00:19At the end of the 15th century, the marriage between Isabel de Castilla and Fernando de Aragón
00:34sealed the most powerful alliance of Christian kingdoms that has ever existed in the Iberian Peninsula.
00:39After taking control of most of the Spanish territory,
00:47the monarchs decided to finance the trip of one of the most famous explorers in history,
00:52Cristóbal Colón.
00:58The discovery of the New World by this captain of the ship Genoese
01:02opened an era of exploration and territorial conquest never seen before on the planet.
01:07Throughout the following centuries, the conquerors would bring wealth and unprecedented power to the Iberian monarchs.
01:19The latter developed their maritime powers, built imposing palaces and fortresses,
01:27and imposed their cultural domination all over the world.
01:32Flying over the Iberian Peninsula today, we can still contemplate the legacy of that century of Spanish gold in the territory.
01:39The time of the conquerors.
01:52Professor Juan Luis Carriazo Rubio is a specialist in the history of the conquerors at the University of Huelva.
02:02Today he is preparing to discover his country from a new angle.
02:17Well, it's been quite a few years studying the history of these territories,
02:24in the archives, in the libraries, with very old papers,
02:29and it's a very different feeling to see them from the air.
02:33Places that are places full of history and meaning for someone who is dedicated every day to research.
02:50Look, Carlos, there in front you have the refinery, okay?
02:55This is exactly the point, this confluence of the Tinto and Odiel rivers,
03:00the place where the ships of Colón, the Pinta, the Niña, the Santa María left off.
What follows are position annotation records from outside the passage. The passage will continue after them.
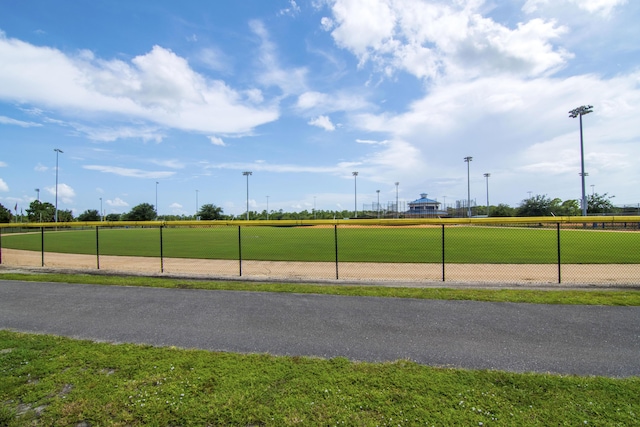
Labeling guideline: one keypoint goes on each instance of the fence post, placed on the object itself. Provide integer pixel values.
(335, 239)
(161, 253)
(240, 249)
(97, 248)
(559, 268)
(443, 252)
(42, 244)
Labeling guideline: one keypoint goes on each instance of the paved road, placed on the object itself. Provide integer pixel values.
(584, 340)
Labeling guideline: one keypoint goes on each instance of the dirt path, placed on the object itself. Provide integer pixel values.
(602, 276)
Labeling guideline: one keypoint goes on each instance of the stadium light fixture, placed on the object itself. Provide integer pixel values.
(487, 175)
(58, 151)
(579, 112)
(355, 191)
(468, 161)
(397, 206)
(247, 173)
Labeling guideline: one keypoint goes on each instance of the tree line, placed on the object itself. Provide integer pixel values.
(539, 205)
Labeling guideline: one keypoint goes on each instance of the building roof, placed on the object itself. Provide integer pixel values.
(424, 200)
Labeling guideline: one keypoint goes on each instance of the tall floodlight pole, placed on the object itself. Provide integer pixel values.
(197, 206)
(487, 175)
(157, 198)
(579, 112)
(247, 173)
(58, 151)
(355, 191)
(397, 207)
(468, 161)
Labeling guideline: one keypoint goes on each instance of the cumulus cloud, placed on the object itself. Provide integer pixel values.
(157, 87)
(133, 173)
(217, 141)
(432, 40)
(117, 202)
(323, 122)
(9, 121)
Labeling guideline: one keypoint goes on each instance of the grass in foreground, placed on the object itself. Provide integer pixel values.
(578, 297)
(47, 380)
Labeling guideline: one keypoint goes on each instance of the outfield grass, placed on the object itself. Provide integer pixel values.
(367, 244)
(51, 381)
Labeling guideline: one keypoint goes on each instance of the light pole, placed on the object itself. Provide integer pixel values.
(579, 112)
(157, 198)
(58, 151)
(247, 173)
(397, 207)
(468, 161)
(487, 175)
(355, 190)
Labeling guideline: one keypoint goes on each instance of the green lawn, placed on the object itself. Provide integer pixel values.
(368, 244)
(54, 381)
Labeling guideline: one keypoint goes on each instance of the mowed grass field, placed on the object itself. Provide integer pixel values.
(463, 244)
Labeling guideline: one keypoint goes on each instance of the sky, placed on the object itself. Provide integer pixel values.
(172, 101)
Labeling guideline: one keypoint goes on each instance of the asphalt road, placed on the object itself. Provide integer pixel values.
(583, 340)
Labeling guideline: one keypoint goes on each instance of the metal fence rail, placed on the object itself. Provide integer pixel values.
(598, 250)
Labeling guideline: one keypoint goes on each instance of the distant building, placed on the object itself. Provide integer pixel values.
(424, 208)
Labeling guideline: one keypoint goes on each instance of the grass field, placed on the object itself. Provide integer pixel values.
(366, 244)
(46, 380)
(52, 381)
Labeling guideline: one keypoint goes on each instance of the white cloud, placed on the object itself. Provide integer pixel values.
(65, 192)
(173, 163)
(134, 173)
(217, 141)
(323, 122)
(434, 40)
(157, 87)
(9, 121)
(290, 81)
(117, 202)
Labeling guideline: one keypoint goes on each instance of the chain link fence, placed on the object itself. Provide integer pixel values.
(585, 250)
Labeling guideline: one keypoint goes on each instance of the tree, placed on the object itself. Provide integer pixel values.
(209, 212)
(41, 212)
(65, 215)
(502, 210)
(89, 215)
(599, 203)
(5, 214)
(535, 206)
(141, 212)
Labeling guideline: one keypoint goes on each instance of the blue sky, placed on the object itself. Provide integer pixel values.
(190, 94)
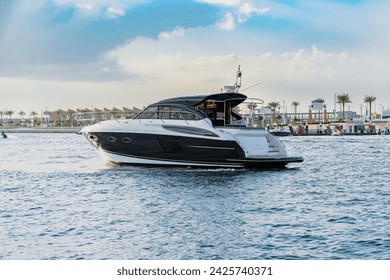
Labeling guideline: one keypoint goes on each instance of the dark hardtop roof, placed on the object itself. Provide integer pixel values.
(195, 100)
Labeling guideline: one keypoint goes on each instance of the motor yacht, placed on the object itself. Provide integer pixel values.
(193, 131)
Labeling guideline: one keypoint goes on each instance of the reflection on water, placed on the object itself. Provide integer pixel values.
(61, 201)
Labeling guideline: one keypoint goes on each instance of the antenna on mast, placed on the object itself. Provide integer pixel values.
(237, 85)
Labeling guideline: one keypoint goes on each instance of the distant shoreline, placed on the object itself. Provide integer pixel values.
(43, 130)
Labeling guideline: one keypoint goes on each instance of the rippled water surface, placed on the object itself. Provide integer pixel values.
(59, 200)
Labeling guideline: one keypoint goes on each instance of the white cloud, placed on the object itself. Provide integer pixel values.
(247, 10)
(181, 67)
(115, 12)
(238, 12)
(177, 32)
(227, 23)
(228, 3)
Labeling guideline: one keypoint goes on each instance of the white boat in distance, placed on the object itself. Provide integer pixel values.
(192, 131)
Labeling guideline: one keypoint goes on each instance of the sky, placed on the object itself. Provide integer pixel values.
(110, 53)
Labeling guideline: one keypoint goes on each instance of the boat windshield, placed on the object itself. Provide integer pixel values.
(166, 112)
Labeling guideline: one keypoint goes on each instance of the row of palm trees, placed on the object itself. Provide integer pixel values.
(341, 99)
(9, 114)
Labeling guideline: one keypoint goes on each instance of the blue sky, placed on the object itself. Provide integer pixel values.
(67, 53)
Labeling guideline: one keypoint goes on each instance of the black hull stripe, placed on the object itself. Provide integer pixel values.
(236, 163)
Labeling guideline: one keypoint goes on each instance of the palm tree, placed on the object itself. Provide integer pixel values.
(343, 99)
(252, 106)
(295, 104)
(34, 115)
(9, 114)
(274, 105)
(369, 99)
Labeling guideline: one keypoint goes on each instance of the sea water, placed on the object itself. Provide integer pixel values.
(59, 200)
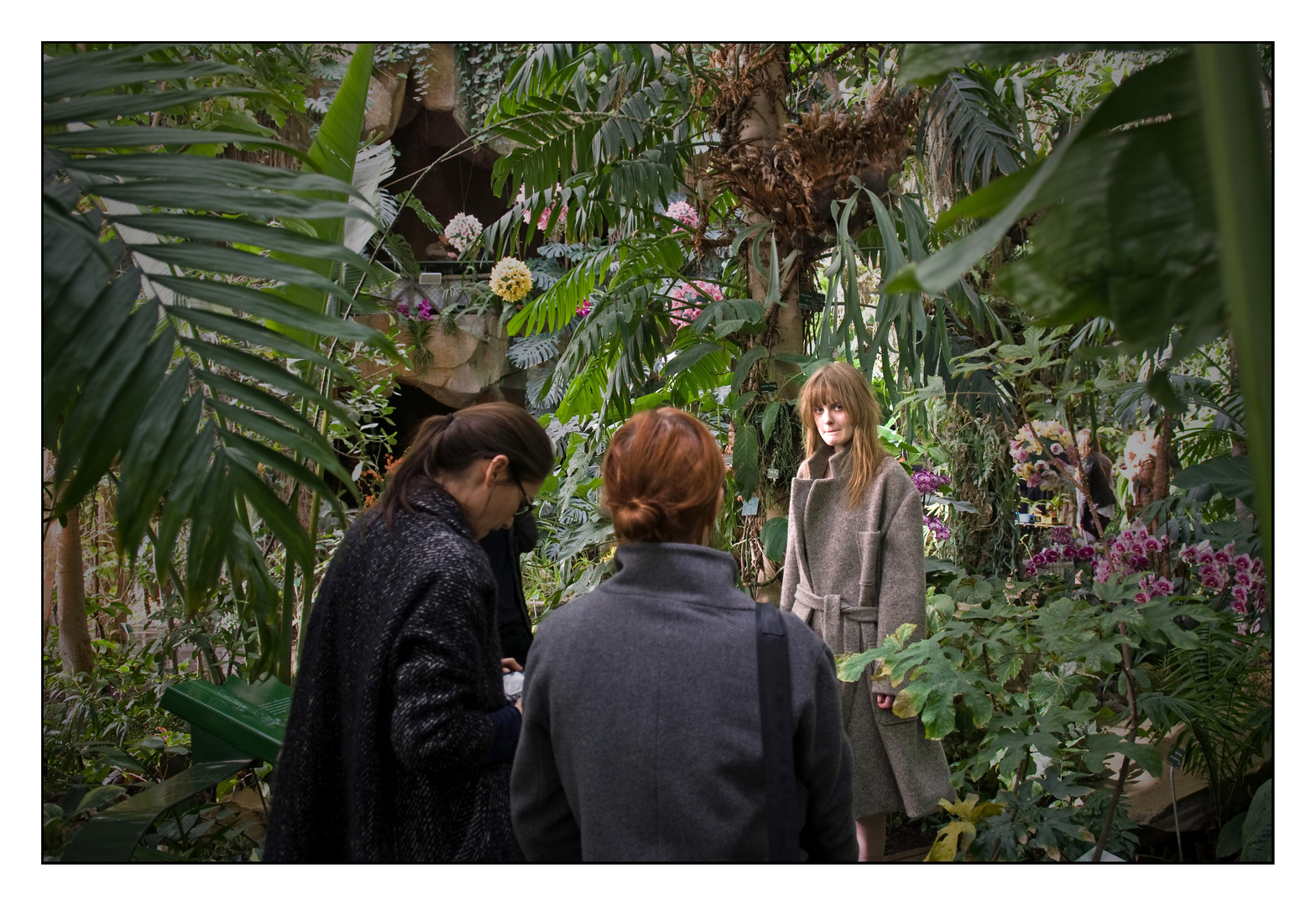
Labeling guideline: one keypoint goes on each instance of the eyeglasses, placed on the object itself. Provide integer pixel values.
(526, 505)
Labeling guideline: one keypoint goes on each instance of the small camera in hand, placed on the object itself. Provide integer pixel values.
(512, 685)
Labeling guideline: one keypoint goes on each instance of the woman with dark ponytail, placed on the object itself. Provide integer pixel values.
(642, 737)
(399, 743)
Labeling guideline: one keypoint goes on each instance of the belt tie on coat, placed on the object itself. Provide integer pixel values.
(848, 629)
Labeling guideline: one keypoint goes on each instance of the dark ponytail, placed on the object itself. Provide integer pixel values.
(449, 444)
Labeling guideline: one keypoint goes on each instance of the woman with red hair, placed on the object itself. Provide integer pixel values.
(642, 737)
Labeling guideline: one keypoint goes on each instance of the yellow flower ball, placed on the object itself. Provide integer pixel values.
(511, 279)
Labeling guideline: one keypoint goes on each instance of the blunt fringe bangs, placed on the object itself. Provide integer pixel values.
(841, 383)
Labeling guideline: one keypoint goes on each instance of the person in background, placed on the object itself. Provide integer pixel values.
(854, 574)
(400, 739)
(642, 739)
(1095, 514)
(504, 549)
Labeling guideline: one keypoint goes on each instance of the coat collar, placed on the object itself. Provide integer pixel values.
(840, 461)
(429, 498)
(674, 571)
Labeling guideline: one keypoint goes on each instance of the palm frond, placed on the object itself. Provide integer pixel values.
(164, 331)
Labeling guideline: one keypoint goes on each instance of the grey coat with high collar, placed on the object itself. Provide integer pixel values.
(641, 739)
(854, 575)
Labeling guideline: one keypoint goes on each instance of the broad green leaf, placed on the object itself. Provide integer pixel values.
(927, 64)
(774, 538)
(106, 107)
(1230, 475)
(99, 797)
(229, 229)
(187, 169)
(273, 308)
(1258, 827)
(745, 459)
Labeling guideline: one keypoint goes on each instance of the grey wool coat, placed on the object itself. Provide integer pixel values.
(854, 576)
(641, 736)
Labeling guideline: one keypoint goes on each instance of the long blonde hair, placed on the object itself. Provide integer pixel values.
(841, 383)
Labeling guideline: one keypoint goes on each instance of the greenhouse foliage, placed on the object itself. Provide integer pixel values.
(1015, 242)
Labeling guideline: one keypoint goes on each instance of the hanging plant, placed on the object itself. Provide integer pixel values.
(462, 232)
(511, 279)
(1032, 461)
(419, 324)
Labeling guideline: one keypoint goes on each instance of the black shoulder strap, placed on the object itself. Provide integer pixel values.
(774, 708)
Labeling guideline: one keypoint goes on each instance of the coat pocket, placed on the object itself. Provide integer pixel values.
(870, 558)
(887, 717)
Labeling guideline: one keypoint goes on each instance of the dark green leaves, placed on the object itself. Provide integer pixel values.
(1230, 475)
(928, 64)
(122, 384)
(745, 459)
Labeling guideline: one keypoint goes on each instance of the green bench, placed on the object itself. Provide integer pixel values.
(233, 726)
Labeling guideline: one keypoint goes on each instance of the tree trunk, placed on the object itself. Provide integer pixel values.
(74, 639)
(1161, 482)
(48, 554)
(761, 127)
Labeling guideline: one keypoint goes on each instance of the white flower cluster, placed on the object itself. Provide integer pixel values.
(462, 232)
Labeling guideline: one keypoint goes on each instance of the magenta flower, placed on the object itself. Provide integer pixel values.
(683, 213)
(937, 526)
(928, 482)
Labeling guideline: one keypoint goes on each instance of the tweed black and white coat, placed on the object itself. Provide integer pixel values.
(399, 743)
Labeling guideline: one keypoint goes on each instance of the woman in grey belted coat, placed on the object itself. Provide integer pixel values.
(854, 574)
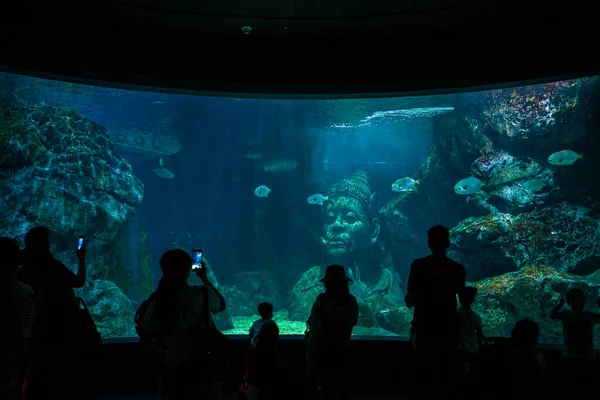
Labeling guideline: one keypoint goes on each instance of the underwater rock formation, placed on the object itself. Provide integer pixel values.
(249, 289)
(58, 169)
(113, 312)
(558, 236)
(533, 225)
(542, 115)
(529, 293)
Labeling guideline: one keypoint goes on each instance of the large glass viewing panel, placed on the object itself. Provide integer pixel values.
(275, 190)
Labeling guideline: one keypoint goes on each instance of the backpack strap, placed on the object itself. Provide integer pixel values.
(205, 308)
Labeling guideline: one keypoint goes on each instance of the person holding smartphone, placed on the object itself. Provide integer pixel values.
(55, 368)
(178, 312)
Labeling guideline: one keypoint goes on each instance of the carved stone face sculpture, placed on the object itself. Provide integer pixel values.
(348, 227)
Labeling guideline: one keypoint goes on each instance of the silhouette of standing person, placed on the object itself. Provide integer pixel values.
(433, 284)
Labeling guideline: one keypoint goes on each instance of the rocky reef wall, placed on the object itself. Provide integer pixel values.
(523, 248)
(58, 169)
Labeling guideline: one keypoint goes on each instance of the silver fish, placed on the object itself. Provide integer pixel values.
(262, 191)
(280, 165)
(162, 171)
(534, 185)
(317, 199)
(405, 185)
(564, 157)
(468, 185)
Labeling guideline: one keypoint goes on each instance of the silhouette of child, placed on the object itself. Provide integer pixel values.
(471, 329)
(526, 369)
(265, 310)
(264, 377)
(578, 347)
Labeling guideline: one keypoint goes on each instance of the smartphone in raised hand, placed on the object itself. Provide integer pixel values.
(197, 255)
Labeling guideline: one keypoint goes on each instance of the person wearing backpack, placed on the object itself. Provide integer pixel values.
(182, 315)
(17, 313)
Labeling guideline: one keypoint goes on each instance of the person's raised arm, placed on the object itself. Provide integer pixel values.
(411, 286)
(354, 312)
(217, 304)
(314, 313)
(81, 275)
(555, 313)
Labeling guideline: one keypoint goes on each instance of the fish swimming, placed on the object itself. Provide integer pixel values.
(262, 191)
(468, 185)
(534, 185)
(280, 165)
(405, 185)
(564, 157)
(163, 172)
(317, 198)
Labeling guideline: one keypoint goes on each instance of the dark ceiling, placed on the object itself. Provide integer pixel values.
(300, 47)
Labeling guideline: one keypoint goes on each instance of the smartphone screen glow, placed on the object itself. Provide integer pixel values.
(196, 259)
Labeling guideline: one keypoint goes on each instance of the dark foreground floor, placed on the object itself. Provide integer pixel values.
(357, 397)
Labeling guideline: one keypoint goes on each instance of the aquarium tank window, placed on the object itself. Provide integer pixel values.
(273, 191)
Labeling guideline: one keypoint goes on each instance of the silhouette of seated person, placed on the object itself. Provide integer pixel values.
(265, 377)
(18, 314)
(433, 284)
(351, 237)
(520, 367)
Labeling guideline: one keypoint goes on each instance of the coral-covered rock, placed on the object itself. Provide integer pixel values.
(546, 114)
(507, 178)
(558, 236)
(57, 169)
(112, 311)
(528, 293)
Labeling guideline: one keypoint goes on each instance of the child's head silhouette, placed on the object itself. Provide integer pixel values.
(576, 299)
(467, 296)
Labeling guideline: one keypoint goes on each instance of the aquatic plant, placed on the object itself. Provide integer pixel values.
(143, 284)
(119, 273)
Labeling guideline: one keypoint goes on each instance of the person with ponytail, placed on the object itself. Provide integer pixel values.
(329, 329)
(177, 312)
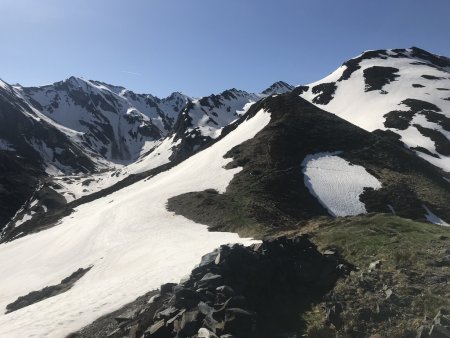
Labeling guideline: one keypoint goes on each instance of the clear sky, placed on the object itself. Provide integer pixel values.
(201, 47)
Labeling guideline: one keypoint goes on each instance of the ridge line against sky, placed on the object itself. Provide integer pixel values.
(200, 47)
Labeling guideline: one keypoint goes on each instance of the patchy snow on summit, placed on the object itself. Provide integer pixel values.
(132, 241)
(406, 91)
(336, 183)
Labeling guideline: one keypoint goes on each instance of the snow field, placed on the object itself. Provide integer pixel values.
(336, 183)
(132, 241)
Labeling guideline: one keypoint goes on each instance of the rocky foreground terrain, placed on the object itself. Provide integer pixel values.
(321, 210)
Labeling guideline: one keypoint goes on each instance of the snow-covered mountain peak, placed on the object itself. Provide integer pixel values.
(405, 91)
(279, 87)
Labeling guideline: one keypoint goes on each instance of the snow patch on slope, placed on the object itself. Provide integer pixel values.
(336, 183)
(129, 237)
(366, 109)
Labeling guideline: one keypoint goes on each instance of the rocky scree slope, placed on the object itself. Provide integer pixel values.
(257, 291)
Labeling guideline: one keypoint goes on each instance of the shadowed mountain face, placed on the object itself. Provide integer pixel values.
(272, 189)
(78, 127)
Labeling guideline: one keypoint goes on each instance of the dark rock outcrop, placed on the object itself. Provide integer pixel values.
(236, 291)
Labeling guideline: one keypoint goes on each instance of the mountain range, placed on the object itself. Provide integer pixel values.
(133, 189)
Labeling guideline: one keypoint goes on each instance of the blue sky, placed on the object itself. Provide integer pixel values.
(205, 46)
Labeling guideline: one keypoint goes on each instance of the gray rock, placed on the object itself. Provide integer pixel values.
(422, 332)
(189, 325)
(375, 265)
(439, 331)
(205, 333)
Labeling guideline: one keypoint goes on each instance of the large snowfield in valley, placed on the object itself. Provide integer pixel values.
(132, 241)
(337, 184)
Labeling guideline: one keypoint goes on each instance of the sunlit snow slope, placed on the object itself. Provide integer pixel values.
(133, 243)
(406, 91)
(337, 184)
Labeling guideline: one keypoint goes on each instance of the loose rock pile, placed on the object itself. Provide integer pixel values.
(236, 291)
(439, 327)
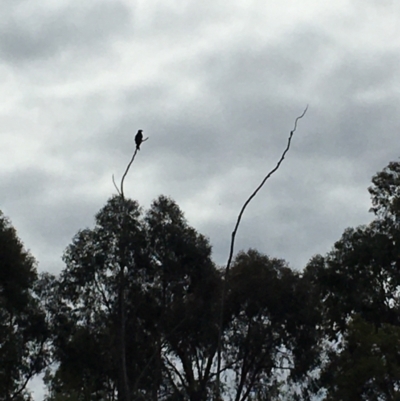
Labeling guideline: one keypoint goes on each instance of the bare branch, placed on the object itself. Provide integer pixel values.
(126, 172)
(232, 246)
(258, 188)
(121, 191)
(115, 185)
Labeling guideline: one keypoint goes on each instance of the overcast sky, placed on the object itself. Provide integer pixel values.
(216, 86)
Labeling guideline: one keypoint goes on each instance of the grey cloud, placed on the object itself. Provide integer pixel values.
(31, 32)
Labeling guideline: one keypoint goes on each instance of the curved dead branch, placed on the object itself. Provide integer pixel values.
(232, 245)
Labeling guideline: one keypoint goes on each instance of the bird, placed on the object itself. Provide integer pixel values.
(139, 139)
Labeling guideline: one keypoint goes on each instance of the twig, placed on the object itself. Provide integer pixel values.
(232, 246)
(126, 172)
(115, 185)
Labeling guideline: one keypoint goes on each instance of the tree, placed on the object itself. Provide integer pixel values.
(23, 329)
(271, 341)
(168, 283)
(359, 286)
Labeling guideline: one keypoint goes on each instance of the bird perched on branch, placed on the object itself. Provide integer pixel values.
(139, 139)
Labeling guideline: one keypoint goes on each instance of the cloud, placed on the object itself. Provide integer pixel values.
(34, 31)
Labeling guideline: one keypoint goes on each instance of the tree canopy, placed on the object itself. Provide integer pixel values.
(135, 313)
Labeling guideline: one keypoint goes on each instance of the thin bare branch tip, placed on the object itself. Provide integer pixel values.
(298, 118)
(115, 185)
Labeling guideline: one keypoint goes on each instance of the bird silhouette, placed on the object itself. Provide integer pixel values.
(139, 139)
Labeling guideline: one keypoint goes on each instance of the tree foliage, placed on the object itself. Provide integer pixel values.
(23, 330)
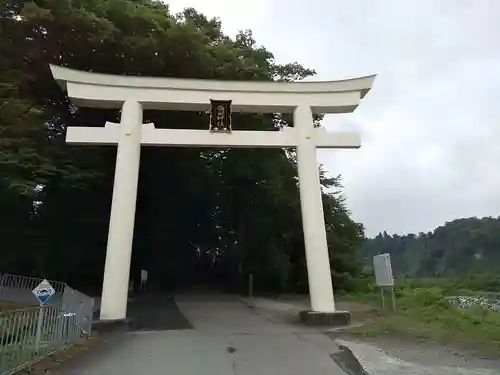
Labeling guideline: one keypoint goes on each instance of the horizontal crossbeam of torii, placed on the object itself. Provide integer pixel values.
(150, 136)
(134, 94)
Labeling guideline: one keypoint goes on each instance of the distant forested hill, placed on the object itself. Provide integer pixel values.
(458, 247)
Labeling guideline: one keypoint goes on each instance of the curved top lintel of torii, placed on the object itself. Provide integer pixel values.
(110, 91)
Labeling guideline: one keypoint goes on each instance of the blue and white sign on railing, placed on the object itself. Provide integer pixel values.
(43, 292)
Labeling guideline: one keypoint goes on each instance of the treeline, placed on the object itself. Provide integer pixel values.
(461, 247)
(203, 215)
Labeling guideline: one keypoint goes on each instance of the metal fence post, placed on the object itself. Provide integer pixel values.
(39, 325)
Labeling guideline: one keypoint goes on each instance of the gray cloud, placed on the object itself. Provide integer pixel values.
(431, 124)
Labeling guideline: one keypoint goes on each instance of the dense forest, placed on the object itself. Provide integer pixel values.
(459, 247)
(203, 215)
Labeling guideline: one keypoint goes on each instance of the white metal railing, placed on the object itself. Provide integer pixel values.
(27, 335)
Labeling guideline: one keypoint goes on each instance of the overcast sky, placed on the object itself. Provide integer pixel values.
(431, 124)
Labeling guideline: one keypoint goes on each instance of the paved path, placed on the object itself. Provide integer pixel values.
(227, 338)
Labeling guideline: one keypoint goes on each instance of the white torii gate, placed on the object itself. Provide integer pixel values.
(134, 94)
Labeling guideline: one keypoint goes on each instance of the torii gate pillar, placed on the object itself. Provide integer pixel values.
(134, 94)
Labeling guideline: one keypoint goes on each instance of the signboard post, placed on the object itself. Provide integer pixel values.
(383, 276)
(43, 293)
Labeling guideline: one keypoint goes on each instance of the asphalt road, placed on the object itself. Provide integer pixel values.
(208, 334)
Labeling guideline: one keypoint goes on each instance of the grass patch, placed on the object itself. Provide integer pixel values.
(424, 313)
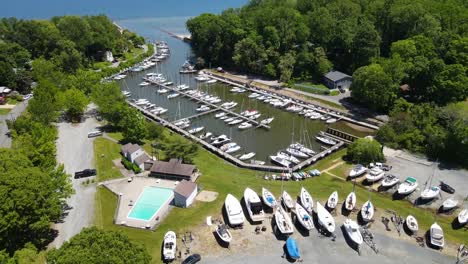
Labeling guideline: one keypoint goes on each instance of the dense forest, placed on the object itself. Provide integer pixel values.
(386, 45)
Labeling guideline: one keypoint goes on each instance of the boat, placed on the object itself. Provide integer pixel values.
(412, 224)
(437, 235)
(463, 217)
(254, 205)
(449, 204)
(169, 246)
(293, 250)
(223, 233)
(325, 219)
(280, 161)
(375, 174)
(283, 221)
(268, 198)
(306, 200)
(357, 170)
(350, 201)
(234, 210)
(304, 217)
(332, 200)
(367, 211)
(390, 180)
(287, 200)
(196, 130)
(352, 230)
(408, 186)
(247, 156)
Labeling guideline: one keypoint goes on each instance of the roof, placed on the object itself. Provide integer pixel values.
(185, 188)
(336, 76)
(174, 167)
(130, 148)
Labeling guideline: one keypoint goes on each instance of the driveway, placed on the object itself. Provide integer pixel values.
(75, 151)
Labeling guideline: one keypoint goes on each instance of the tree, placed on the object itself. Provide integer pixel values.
(365, 150)
(93, 245)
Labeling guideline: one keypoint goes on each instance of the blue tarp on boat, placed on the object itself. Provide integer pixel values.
(291, 246)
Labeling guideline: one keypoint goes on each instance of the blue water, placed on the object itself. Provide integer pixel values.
(149, 202)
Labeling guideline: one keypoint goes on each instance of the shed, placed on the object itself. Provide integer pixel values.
(184, 193)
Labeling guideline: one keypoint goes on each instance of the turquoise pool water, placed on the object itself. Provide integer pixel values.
(149, 202)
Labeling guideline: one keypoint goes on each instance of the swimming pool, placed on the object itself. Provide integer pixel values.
(149, 202)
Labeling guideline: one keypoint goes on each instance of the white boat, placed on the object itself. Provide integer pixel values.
(234, 210)
(247, 156)
(223, 233)
(437, 235)
(390, 180)
(463, 217)
(283, 221)
(169, 246)
(254, 205)
(358, 170)
(367, 211)
(430, 193)
(332, 200)
(268, 198)
(350, 201)
(325, 219)
(196, 130)
(449, 204)
(375, 174)
(352, 230)
(287, 200)
(412, 224)
(408, 186)
(304, 217)
(306, 200)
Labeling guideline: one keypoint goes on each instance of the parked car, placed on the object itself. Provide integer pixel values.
(85, 173)
(192, 259)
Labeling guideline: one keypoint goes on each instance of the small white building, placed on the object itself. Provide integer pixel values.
(184, 193)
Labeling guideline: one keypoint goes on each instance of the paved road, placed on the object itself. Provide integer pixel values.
(75, 151)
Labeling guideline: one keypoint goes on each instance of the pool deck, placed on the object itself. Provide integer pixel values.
(129, 192)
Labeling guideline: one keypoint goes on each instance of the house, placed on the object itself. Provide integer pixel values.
(174, 170)
(184, 193)
(135, 154)
(337, 80)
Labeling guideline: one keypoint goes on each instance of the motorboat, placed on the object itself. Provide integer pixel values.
(254, 205)
(437, 235)
(408, 186)
(281, 161)
(430, 193)
(247, 156)
(283, 221)
(169, 246)
(358, 170)
(332, 200)
(304, 218)
(412, 224)
(390, 180)
(223, 233)
(196, 129)
(325, 219)
(350, 201)
(367, 211)
(375, 174)
(234, 210)
(268, 198)
(287, 200)
(293, 250)
(352, 230)
(449, 204)
(306, 200)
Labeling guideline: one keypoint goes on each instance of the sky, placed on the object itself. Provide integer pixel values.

03:11On August 3, 1492, just before dawn,
03:15Cristóbal Colón ordered his crew to raise anchors and raise the sails of his three caravans,
03:20and the sails whipped by the Crown of Castile.
03:24Hoping to discover a new route to the Indies that would lead them to the silk, the spices and the gold,
03:30the navigator and his crew boarded the Iberian coast before sailing west.
03:39They left through this estuary towards the unknown Atlantic Ocean at that time,
03:45and this is where the sailors of these populations of Palos de la Frontera, of Moguer and of Huelva,
03:53who made up most of the crew of Colón, would go.
03:5690 men who operated the three ships, approximately,
04:00and of which 90, 70 came from these riverside towns of the Tinto.
04:08As the land disappeared in the distance,
04:12Cristóbal Colón knew that he was at the beginning of a dangerous adventure.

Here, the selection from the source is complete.